Wann kann meine Förderung frühestens beginnen?
Der Beginn des Forschungsaufenthalts in Deutschland erfolgt im Kalenderjahr, in dem der Preis verliehen wird. Dieser Termin ist im Vorfeld der Bewerbung mit dem Gastgeber abzustimmen.
Wie wird die Preishöhe festgelegt?
Der von Ihnen eingereichte Finanzierungsplan wird von unabhängigen Fachgutachtern und den Ausschussmitgliedern daraufhin beurteilt, ob Ihre Angaben plausibel und angemessen sind. Die Preishöhe wird unter Berücksichtigung dieser Begutachtung festgelegt.
Wird die Teilnahme an Kursen zum Erlernen der deutschen Sprache unterstützt?
Die Humboldt-Stiftung ist sehr daran interessiert, dass die Preisträger und deren Partner während ihres Forschungsaufenthalts Deutsch lernen, um über die Forschungstätigkeit hinaus auch am gesellschaftlichen und kulturellen Leben in Deutschland teilnehmen zu können. Die Alexander von Humboldt-Stiftung kann auf Antrag die für einen Deutschsprachkurs entstehenden Kosten übernehmen.
Bewerbungsunterlagen
Wohin soll ich meine Bewerbung schicken?
Bitte senden Sie Ihre Bewerbung direkt an die Auswahlabteilung der Alexander von Humboldt-Stiftung, Jean-Paul-Str. 12, 53173 Bonn. Sollte dies nicht möglich sein, können Sie Ihre Bewerbung bei den Auslandsvertretungen des DAAD oder den deutschen Botschaften oder Konsulaten im Ausland einreichen, die diese dann an die Humboldt-Stiftung weiterleiten.
Kann ich meine Bewerbung per E-Mail einreichen?
Nein. Bitte senden Sie Ihre Bewerbungsunterlagen per Post.
Was geschieht, wenn Gutachten vor der Bewerbung eingereicht werden?
Referenzgutachten, die nicht unmittelbar einer Bewerbung zugeordnet werden können, werden bis zu einem halben Jahr aufbewahrt.
Sollen auch bereits eingereichte oder geplante Publikationen in der Publikationsliste aufgeführt werden?

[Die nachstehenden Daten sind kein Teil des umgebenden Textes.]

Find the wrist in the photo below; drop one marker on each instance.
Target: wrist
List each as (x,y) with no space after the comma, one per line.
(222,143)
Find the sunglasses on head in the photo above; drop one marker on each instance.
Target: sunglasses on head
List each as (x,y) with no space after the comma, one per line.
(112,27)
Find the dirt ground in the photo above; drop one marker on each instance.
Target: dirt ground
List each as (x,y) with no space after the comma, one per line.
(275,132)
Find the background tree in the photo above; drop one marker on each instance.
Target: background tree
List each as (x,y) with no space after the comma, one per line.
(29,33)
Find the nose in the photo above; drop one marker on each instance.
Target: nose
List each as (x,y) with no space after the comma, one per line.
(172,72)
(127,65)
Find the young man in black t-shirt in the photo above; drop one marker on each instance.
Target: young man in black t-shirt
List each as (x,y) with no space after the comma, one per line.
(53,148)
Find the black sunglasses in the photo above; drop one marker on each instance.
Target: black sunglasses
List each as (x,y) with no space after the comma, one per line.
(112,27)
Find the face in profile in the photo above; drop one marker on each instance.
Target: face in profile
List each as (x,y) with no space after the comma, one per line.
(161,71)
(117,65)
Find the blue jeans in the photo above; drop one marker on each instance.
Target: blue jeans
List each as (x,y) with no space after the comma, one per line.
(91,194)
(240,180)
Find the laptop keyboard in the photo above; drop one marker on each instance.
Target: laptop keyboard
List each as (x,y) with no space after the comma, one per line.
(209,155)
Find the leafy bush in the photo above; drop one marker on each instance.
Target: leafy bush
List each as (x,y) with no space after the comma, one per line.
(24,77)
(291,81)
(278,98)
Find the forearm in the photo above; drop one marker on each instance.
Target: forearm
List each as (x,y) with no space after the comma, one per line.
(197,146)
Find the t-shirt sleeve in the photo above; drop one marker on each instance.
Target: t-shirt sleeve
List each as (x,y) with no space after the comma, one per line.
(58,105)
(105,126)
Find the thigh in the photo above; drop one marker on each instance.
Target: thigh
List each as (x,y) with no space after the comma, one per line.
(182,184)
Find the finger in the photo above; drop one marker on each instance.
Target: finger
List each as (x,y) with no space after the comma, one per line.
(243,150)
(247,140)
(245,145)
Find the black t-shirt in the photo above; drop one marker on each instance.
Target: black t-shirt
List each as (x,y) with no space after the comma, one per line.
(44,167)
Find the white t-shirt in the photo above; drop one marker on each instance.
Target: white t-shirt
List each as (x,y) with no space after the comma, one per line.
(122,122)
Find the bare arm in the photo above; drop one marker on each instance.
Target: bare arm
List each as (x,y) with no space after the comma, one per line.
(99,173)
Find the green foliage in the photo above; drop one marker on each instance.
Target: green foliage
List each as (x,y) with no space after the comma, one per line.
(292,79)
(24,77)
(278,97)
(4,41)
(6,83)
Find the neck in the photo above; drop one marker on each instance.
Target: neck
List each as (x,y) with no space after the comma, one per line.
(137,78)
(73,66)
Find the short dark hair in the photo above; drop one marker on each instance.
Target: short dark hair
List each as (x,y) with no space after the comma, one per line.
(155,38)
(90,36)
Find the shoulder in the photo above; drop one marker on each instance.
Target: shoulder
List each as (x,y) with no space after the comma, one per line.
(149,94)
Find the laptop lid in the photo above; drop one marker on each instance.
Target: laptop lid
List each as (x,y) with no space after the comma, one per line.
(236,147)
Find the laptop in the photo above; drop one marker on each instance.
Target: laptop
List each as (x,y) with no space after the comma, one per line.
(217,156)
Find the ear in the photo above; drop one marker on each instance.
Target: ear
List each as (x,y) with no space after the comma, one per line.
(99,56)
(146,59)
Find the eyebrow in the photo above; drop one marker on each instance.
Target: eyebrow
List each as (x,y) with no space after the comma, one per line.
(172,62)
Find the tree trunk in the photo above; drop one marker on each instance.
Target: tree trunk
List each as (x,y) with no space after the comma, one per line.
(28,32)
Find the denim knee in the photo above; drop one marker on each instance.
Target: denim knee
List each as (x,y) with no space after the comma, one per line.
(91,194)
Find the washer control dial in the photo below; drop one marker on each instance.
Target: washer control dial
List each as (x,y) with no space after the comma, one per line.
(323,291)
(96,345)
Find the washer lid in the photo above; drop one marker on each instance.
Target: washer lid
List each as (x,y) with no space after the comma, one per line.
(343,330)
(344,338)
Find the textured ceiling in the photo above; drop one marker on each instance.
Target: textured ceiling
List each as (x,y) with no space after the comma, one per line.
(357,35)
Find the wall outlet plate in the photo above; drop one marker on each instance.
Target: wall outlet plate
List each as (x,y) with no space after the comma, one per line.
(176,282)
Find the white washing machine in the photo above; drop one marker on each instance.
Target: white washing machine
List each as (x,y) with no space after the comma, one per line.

Es sollten nur Publikationen aufgeführt werden, die bereits zur Veröffentlichung eingereicht wurden. Sobald die Annahme der Publikationen erfolgt, schicken Sie uns bitte eine Kopie der Annahmeerklärung, da nicht angenommene Publikationen bei der Beurteilung der Publikationsleistung nicht berücksichtigt werden können.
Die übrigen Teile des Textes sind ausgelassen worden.